II

Noche de sentimiento

Una gran invitación se expande a todos los canes de la ciudad de Londres, por parte de la Calle Dálmatas. Dolly Dálmata, que es la cachorra mayor de sus noventa y siete hermanos menores junto con Dylan que es su hermano mayor de la misma edad, fue la que dio la cordial invitación de integrarse a una fiesta que se hará en el hogar de los dálmatas; por toda la tarde y horas tempranas de la noche. Dentro del evento habrá música, comida como botana y croquetas, bebidas como ponche o aguas gaseosas, karaoke y hasta incluso una pequeña pista de baile iluminante.

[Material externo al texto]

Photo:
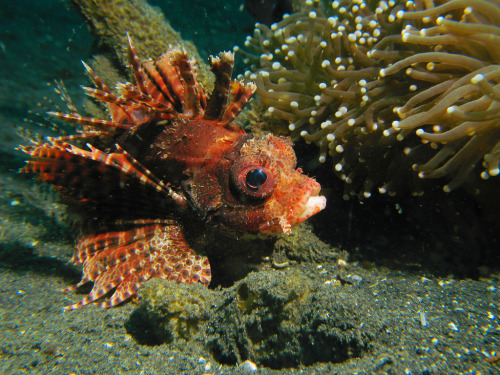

Aunque la invitación se expandiera por medio de la cadena de llamada de lobos, que luego lo usan para mensajería o en caso de emergencias comunes, no todos asistirían a la fiesta; solo irían a los que si les interesa por las actividades que se llevarían a cabo en ese pequeño evento.

Todo estaría arreglado con los preparativos de la fiesta gracias a la autorización de sus padres a los cachorros para organizar el evento. Pero con la condición de tener cautela con los extraños, ya que podrían meterse en un gran lio como un tipo de secuestro o peor, hasta envenenamiento.

Estaría listo los preparativos para la fiesta, incluyendo la música que empezaría a sonar para darle una ambientación por un pequeño rato. El volumen fue algo bajo, y es que no quieren subirle al máximo porque no quieren molestar a los vecinos que viven de a junto del hogar. También los cachorros de la familia dálmata están invitados al evento, se podía decir que son los anfitriones de la organización.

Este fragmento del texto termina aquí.